Bienvenue dans le monde des IA modernes.

Ces dernières années, on nous a vendu des modèles "quasi humains", capables de passer des examens de droit ou de coder des applications. Sauf que voici le problème : ces IA ne raisonnent pas. Elles excellent à donner l'illusion du raisonnement, comme un magicien qui devine votre carte sans jamais comprendre comment fonctionne un jeu de 52. Et aujourd'hui, les chercheurs commencent à admettre publiquement que c'est un gros, gros souci.


Le problème : l'IA, championne du par cœur mais cancre en logique

Pour comprendre, faisons une analogie avec votre dernier dîner entre amis.
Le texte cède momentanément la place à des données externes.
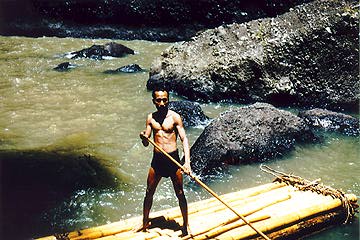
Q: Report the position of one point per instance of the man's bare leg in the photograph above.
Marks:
(177, 181)
(152, 182)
  • Un humain : Si on vous demande "Pourquoi Marie a-t-elle commandé un steak alors qu'elle est végétarienne ?", vous allez :

    1. Vous souvenir que Marie est normalement végétarienne (connaissance stockée).
    2. Noter qu'elle a commandé un steak (observation nouvelle).
    3. En déduire qu'il y a une exception (un cheat day, un pari, une erreur du serveur...) ou que votre mémoire vous joue des tours.
    4. Poser des questions pour vérifier : "Marie, tu as changé d'avis sur la viande ?"
  • Une IA : Elle va vous sortir : *"Marie a commandé un steak parce que :

    • Les steaks sont populaires en France (statistique générale).
    • Le restaurant propose une bonne carte de viandes (info trouvée sur Google).
    • Les végétariens mangent parfois de la viande pour des raisons sociales (pattern observé dans des forums)."* Problème : Elle ne remarque même pas la contradiction. Elle accumule des faits sans les relier. Comme un détective qui décrivrait la scène d'un crime sans jamais se demander qui a tiré.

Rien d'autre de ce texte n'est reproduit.